What is the quality of life (QoL) burden of vestibular loss in older individuals?
Bottom line
Loss of vestibular function with aging significantly decreases QoL across multiple domains of well-being, and these reductions in well-being are also responsible for heavy societal economic burdens.
Background: The vestibular system is integral to balance control, locomotion, and spatial navigation. Loss of vestibular function can be a debilitating condition that causes imbalance, unsteady vision, and a 12-fold increased risk of falls and fall-associated morbidity. Vestibular function declines with age and older individuals are disproportionately affected by vestibular loss. The increased prevalence of vestibular loss in the older population has potentially substantial economic and societal consequences.
Despite the greater prevalence of vestibular loss in older adults and its associated functional limitations, the quality of life (QoL) burden of vestibular loss in this vulnerable population has not been well studied.
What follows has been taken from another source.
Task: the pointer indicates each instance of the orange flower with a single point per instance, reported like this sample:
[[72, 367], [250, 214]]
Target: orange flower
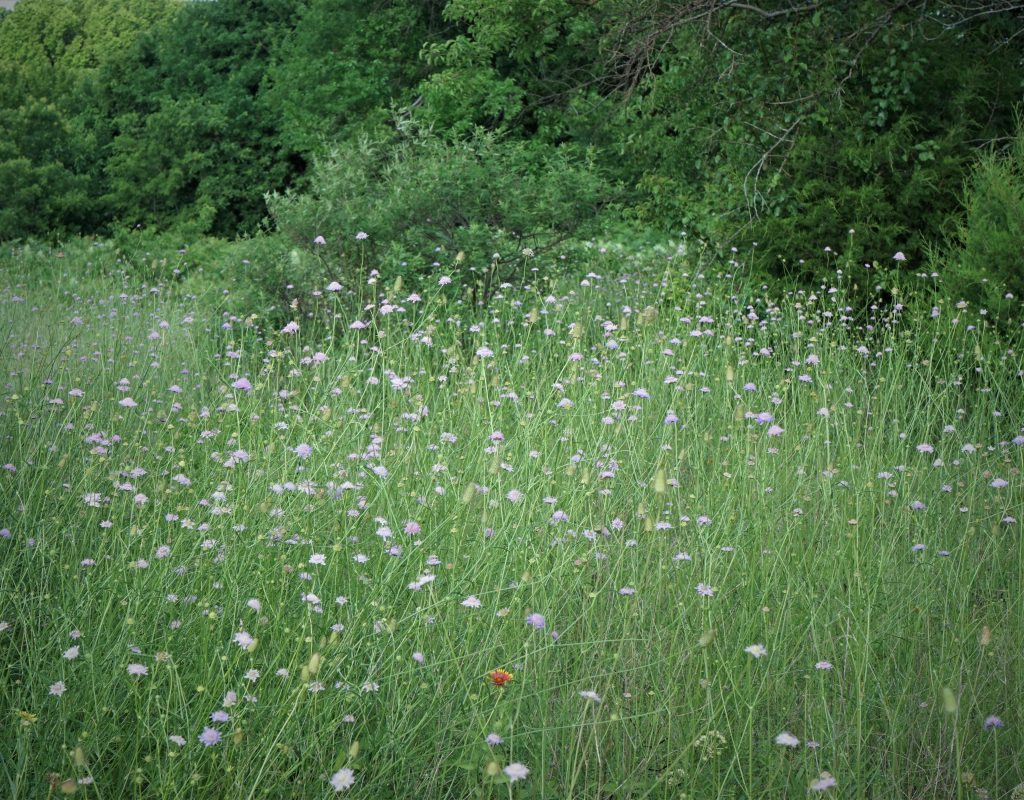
[[500, 677]]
The few studies that have reported QoL outcomes considered the broader symptom of dizziness rather than specifically vestibular physiologic impairment, did not have a normative-age-matched comparison group available, or were conducted across a broad age range including younger age groups.
Study design: Prospective, case-controlled.
Setting: Department of Otolaryngology–Head and Neck Surgery, Johns Hopkins University School of Medicine, Baltimore.
Synopsis: A convenience sample of 27 patients aged 60 or older with vestibular physiologic loss was recruited from an academic neurotology clinic. The patients did not have any identifiable cause of their vestibular loss other than aging. The convenience sample was compared with an age-matched cross-sectional sample of the general U.S. population (n = 1,266). The main outcome was QoL measured by the Ontario Health Utilities Index Mark III (HUI3).
Compared with the general population, patients with vestibular loss had significantly lower overall unadjusted HUI3 scores (−0.32, p < 0.001). Multivariate regression analysis showed vestibular loss was significantly associated with poorer performance in vision (−0.11 p < 0.0001), speech (−0.15, p < 0.0001), dexterity (−0.13, p < 0.0001), and emotion (−0.07, p = 0.0065). Adjusted aggregate HUI3 was also significantly lower for vestibular loss (−0.15, p = 0.0105). These QoL decrements resulted in an average loss of 1.30 quality-adjusted life Years (QALYs).
When using a $50,000/QALY willingness-to-pay threshold, vestibular loss was associated with a $64,929 lifetime economic burden per affected older adult, resulting in a total lifetime societal burden of $227 billion for the U.S. population aged 60 and older.
Citation: Agrawal Y, Pineault KG, Semenov YR. Health-related quality of life and economic burden of vestibular loss in older adults. Laryngoscope Inv Otol. 2018. [Published online ahead of print December 15, 2017. doi: 10.1002/lio2.129].